The musical, Eric told me, was called The Dream Engine. The sold-out performance had already started, but he thought we might manage to get standing room in the back of the theater and at least see the second act. I would find the show pretty shocking, he warned me, along the lines of Hair. Think full-frontal nudity. I felt a shiver of excitement. I would be part of a genuine happening.
No one paid any attention to us as we entered the theater. We stood just behind the back row of the orchestra. The music was hard rock, melodic and catchy. And the actors on stage were naked. I had no idea what the plot might be, I only knew that suddenly the entire cast was coming off the stage, down the aisles, dancing between the seats, even on seat-backs, giving everyone an eyeful, gyrating to this amazing, pounding music. I was dazzled, convinced that I was in the presence of a creative genius.
Theatrical impresario Joseph Papp thought so, too. He optioned The Dream Engine, intending to put it on at New York's Public Theater. The following fall, Steinman asked Eric to play keyboards in the stage band. By then, Eric and I had broken up, at least for the time being. Eric, who was then a junior at Amherst, took the spring semester off and moved to Stamford, Connecticut, where he shared a house with other band members. Rehearsals began. Steinman proved difficult for Papp to work with, though, and after numerous arguments over creative control, the project was shelved.
But the music for The Dream Engine didn't disappear forever. By the time it re-emerged, in 1977, Eric and I had gotten back together, married, and moved to California, then relocated to Chicago for graduate school. Eric, in his first year of an MBA program at the University of Chicago, thought he might want to work in the record industry, although he found himself increasingly drawn to the new field of strategy consulting. I was almost through my first year of law school at the U. of C. and didn't know what the hell I was doing there. I'd applied to law school in a fit of feminist defiance—if Eric was going to business school, then I'd damn well attend law school! For me, as it turned out, trying to master contracts and civil procedure was like trying to fit a round peg into a very square hole.
As final exams approached, I was on the verge of a nervous breakdown, vacillating between periods of feverish study and complete collapse, during which I'd lie on the living room couch in a state of total exhaustion.

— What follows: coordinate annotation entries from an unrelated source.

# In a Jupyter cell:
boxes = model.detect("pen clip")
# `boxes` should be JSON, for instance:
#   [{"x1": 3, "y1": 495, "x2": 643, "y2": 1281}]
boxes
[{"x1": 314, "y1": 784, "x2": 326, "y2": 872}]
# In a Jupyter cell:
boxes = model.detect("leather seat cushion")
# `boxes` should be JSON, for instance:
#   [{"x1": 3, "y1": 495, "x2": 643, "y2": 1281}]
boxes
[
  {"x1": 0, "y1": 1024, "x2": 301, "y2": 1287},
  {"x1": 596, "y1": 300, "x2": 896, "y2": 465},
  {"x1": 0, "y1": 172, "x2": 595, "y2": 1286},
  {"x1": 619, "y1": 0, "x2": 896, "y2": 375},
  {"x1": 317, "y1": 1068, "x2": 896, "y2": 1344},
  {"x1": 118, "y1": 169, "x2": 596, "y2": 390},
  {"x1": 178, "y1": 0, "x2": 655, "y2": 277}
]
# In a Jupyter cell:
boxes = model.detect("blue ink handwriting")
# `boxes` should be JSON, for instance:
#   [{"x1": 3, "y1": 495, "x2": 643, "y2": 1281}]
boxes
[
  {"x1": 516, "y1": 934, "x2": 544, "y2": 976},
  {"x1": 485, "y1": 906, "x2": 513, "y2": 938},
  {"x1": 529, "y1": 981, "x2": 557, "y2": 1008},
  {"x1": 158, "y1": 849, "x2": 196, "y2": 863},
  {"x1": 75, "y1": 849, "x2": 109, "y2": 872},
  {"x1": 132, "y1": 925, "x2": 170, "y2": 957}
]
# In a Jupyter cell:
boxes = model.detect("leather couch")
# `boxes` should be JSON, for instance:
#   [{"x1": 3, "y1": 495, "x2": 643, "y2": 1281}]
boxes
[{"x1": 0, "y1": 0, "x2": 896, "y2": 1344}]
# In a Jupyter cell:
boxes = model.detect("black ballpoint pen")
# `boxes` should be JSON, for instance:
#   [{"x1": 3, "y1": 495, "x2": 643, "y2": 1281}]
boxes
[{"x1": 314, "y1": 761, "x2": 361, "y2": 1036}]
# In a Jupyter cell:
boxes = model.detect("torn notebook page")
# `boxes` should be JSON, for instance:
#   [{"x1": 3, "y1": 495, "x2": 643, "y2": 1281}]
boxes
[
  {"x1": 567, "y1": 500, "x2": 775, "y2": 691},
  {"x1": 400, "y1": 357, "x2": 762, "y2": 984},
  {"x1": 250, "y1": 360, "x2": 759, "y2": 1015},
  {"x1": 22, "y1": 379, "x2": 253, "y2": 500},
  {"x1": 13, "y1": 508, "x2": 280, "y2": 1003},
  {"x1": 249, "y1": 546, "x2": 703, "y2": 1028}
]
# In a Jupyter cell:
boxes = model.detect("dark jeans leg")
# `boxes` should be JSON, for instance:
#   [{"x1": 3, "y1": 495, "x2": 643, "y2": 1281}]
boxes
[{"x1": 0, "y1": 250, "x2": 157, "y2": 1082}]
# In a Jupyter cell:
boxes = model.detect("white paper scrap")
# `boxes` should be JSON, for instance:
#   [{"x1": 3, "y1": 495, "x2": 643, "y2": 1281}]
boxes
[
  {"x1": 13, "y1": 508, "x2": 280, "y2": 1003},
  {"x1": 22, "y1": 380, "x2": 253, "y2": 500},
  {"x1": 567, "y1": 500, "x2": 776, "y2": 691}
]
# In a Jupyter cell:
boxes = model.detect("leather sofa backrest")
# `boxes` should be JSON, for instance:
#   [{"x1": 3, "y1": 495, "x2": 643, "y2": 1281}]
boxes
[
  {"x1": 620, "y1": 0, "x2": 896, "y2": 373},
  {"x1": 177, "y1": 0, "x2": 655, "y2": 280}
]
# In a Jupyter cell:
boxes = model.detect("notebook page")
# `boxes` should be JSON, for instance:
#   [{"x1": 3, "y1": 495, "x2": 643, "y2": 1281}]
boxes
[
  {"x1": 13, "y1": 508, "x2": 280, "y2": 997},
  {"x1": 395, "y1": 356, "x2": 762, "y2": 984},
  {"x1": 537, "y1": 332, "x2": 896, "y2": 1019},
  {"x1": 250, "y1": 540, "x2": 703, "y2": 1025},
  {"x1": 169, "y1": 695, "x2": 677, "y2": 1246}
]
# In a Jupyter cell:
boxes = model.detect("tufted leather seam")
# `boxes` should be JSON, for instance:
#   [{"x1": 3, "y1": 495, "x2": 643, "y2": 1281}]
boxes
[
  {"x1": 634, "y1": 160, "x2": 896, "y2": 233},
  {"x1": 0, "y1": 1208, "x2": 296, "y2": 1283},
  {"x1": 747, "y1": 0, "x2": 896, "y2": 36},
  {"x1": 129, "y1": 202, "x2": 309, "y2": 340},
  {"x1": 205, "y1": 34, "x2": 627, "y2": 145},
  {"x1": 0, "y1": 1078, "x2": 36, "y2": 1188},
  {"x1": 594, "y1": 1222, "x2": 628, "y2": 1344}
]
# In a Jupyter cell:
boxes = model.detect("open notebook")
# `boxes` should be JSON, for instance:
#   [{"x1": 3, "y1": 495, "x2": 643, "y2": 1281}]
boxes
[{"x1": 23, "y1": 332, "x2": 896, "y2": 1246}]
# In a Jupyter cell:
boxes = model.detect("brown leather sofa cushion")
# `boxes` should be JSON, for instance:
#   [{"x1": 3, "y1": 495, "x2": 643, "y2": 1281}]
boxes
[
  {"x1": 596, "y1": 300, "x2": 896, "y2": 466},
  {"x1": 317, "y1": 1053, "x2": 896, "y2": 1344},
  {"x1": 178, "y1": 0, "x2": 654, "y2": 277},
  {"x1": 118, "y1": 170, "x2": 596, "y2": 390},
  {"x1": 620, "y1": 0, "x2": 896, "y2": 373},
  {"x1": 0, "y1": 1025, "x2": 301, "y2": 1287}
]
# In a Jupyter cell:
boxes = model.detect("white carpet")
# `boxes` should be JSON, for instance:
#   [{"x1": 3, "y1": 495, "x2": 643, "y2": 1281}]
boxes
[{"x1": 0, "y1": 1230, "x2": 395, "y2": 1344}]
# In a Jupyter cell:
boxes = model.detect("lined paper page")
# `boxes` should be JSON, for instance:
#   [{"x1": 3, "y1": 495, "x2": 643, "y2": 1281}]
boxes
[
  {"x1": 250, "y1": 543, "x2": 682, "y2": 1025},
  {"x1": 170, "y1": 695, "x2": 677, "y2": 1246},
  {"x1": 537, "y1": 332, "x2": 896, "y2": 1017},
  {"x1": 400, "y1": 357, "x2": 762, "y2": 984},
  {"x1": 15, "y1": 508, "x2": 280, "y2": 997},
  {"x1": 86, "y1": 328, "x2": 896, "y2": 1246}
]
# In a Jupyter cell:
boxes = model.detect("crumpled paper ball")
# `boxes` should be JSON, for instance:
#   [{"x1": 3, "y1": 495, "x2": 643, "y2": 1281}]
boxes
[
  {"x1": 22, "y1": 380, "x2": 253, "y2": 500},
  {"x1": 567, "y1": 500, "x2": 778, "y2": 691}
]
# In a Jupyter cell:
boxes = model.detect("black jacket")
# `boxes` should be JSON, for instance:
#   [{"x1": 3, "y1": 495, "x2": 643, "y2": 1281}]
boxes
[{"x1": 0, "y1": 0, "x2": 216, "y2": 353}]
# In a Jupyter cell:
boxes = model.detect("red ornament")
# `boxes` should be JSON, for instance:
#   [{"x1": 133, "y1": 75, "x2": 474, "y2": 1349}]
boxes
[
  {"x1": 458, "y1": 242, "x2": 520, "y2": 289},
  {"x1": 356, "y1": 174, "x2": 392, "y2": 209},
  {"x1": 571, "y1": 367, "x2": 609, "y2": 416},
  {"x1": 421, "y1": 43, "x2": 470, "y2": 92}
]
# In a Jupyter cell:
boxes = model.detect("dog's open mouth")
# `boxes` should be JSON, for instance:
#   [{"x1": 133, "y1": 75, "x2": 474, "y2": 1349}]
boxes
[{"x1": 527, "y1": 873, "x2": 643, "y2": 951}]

Right at this juncture, a college friend told us that Steinman had come out with an album, Bat Out of Hell, featuring Meatloaf, an enormous and enormously talented recording artist. We immediately went and bought it.
Virtually every cut on the album, we soon realized, was inspired by The Dream Engine music. I couldn't get enough of it. From then on, I spent my sessions on the couch listening endlessly to "Two Out Of Three Ain't Bad," "Heaven Can Wait," and all the other overwrought songs. I loved them. Steinman, like me, had grown up on Long Island, and the steamy lyrics about beaches and cars reminded me of my own Saturday nights as a teenager when I'd been "All Revved Up With No Place to Go." The music evoked nostalgia for my college years as well, when I'd felt strong, beautiful, and on my way to doing great things. Though still collapsed on the couch, I now luxuriated in my depression.
Somehow, the music helped me plow through exams. I even worked at a downtown law firm that summer, the round peg of my being only slightly whittled down and re-shaped by the experience. Though I finished law school, I eventually abandoned law for more fulfilling, if not greater, things. But even now, thirty years later, when I listen to Bat Out of Hell, I'm back there on the couch, the musty smell of law books mixing with the soft air of a melancholy Chicago spring.